How Edge Caching Works

Points of Presence (PoPs) and Routing

A Content Delivery Network operates a geographically distributed network of caching servers — called Points of Presence (PoPs) or edge nodes. When a user makes a request, DNS or Anycast routing directs them to the nearest PoP, not to the origin server. This dramatically reduces the physical network distance their request must travel.

Cache Hit vs Cache Miss Flow

Cache Hit: The PoP holds a cached copy of the requested content. It responds immediately from local memory or disk — typically 5–30ms. The origin server is never contacted.

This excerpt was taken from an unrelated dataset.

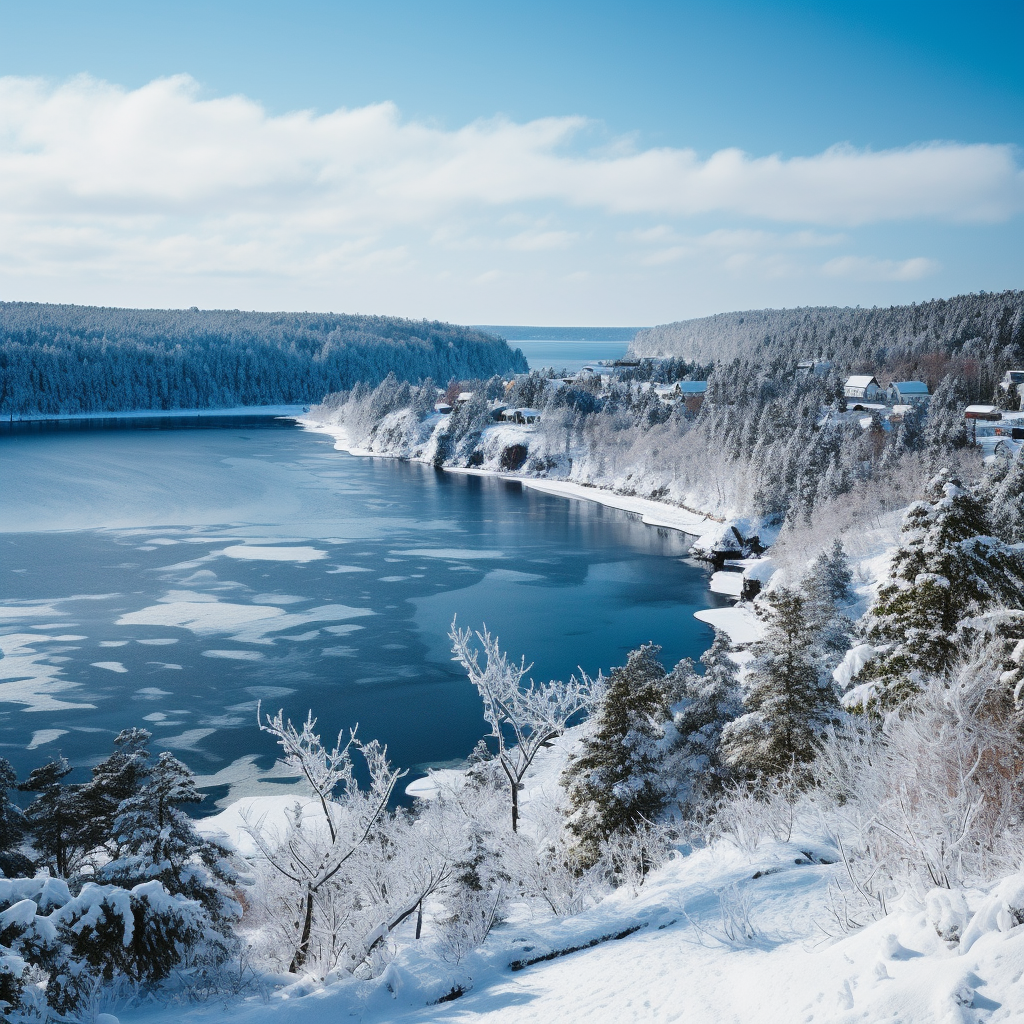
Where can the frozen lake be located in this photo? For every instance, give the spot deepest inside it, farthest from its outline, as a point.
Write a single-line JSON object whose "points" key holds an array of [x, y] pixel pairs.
{"points": [[172, 578]]}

Cache Miss: The PoP does not hold a cached copy (either it expired, was never cached, or the PoP is receiving this request for the first time). The PoP fetches the content from the origin server, caches it locally, serves it to the user, and answers all future requests for the same content from its local cache until the TTL expires.

What to Cache at the Edge

  • Always cache — Static assets: Images, CSS, JavaScript bundles, fonts, video files. These are identical for every user. Use long TTLs (days to months) combined with versioned filenames for cache-busting. This is where CDN provides the highest impact.
  • Cache carefully — Public non-personalized content: Public API responses, blog posts, product pages for anonymous users. Use shorter TTLs (minutes to hours) with Cache-Control: s-maxage.
  • Never cache — Personalized content: Shopping carts, user dashboards, account information, authentication tokens. Use Cache-Control: private, no-store. Caching personalized content and serving it to the wrong user is a critical security and privacy failure.